Sieben weitere ukrainische Kinder kehren mit Unterstützung der USA aus der Besatzung zurück
Ukrainische Behörden haben am Samstag, den 4. April, die Rückkehr von sieben Kindern aus vorübergehend besetzten Gebieten im Rahmen der Initiative 'Bring Kids Back UA' bekannt gegeben. Diese Rückkehr wurde durch die Unterstützung der ersten Dame der USA, Melania Trump, ermöglicht.
Am Samstag, den 4. April, gab der ukrainische Ombudsmann Dmitro Lubinets bekannt, dass sieben weitere Kinder aus den vorübergehend besetzten Gebieten der Ukraine zurückgekehrt sind. Diese Rückkehr ist Teil der Initiative 'Bring Kids Back UA', die darauf abzielt, Kinder, die unter den Bedingungen der Besatzung leiden, sicher nach Hause zu bringen.
Die Gruppe besteht aus Kindern im Alter von 13 bis 17 Jahren, darunter mehrere Waisenkinder, die in sozialen Einrichtungen unter russischer Kontrolle untergebracht waren oder psychologischem Druck durch die Besatzungsbehörden ausgesetzt waren.
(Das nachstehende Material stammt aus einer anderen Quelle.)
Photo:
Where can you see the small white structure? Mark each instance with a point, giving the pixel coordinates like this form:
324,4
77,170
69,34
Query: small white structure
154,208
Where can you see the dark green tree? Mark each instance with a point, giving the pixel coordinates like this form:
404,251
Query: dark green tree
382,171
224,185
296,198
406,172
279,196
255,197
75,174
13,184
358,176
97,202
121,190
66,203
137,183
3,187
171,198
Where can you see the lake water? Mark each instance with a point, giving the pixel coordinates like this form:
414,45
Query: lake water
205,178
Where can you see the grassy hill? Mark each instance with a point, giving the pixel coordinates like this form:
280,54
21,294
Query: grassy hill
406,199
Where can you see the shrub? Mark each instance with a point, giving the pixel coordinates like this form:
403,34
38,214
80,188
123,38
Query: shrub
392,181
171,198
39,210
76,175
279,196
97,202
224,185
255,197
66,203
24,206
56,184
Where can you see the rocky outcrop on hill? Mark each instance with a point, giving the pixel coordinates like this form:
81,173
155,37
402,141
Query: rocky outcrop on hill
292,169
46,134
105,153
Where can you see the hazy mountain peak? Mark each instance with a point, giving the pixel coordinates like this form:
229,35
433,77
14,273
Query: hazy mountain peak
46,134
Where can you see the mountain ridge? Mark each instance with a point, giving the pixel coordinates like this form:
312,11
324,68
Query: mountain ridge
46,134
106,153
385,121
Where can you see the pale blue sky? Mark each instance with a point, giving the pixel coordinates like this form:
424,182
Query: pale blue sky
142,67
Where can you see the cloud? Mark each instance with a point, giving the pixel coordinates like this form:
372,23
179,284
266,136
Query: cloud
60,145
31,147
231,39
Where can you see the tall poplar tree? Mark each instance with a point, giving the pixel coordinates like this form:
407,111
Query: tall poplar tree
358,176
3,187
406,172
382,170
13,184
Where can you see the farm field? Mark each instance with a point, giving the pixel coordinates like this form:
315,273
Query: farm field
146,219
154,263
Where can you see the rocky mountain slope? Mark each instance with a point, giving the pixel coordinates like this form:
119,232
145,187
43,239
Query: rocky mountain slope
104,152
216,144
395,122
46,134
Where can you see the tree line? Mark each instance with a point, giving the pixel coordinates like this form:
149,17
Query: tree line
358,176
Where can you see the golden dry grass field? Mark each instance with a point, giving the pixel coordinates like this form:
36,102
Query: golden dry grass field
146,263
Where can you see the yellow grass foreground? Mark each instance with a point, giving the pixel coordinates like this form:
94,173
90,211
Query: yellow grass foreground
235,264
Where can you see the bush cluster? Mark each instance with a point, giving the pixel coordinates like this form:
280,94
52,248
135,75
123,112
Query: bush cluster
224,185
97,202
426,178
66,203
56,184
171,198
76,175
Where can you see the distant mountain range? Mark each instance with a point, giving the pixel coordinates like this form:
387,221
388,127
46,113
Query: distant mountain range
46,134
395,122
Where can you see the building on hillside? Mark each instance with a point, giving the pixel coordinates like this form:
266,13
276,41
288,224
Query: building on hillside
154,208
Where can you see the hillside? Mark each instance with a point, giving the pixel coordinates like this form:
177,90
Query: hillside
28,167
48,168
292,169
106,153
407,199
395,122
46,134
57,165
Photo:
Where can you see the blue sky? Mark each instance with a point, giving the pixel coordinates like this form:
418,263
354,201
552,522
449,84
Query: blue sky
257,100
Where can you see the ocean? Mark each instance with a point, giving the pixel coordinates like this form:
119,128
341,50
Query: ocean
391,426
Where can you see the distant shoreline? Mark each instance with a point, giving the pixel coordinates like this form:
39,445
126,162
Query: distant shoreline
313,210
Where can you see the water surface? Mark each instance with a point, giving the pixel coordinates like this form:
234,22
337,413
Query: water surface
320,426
Lubinets drückte seine Dankbarkeit gegenüber der ersten Dame der USA, Melania Trump, aus und würdigte ihre 'humanitäre Unterstützung' für die Rückführung der Kinder.
Unter den zurückgekehrten Kindern befindet sich ein 13-jähriger Junge aus der Region Cherson, der nach dem Verlust beider Elternteile in ein Rehabilitationszentrum gebracht wurde. Zudem wurden zwei Brüder im Alter von 13 und 16 Jahren repatriiert, die sich gegen Versuche der Besatzungsbeamten wehrten, ihre Wiedervereinigung mit ihrer Schwester in einem von der Regierung kontrollierten Gebiet zu verhindern. Ein weiterer 14-jähriger Junge wurde nach vier Jahren Trennung wieder mit seiner Mutter vereint.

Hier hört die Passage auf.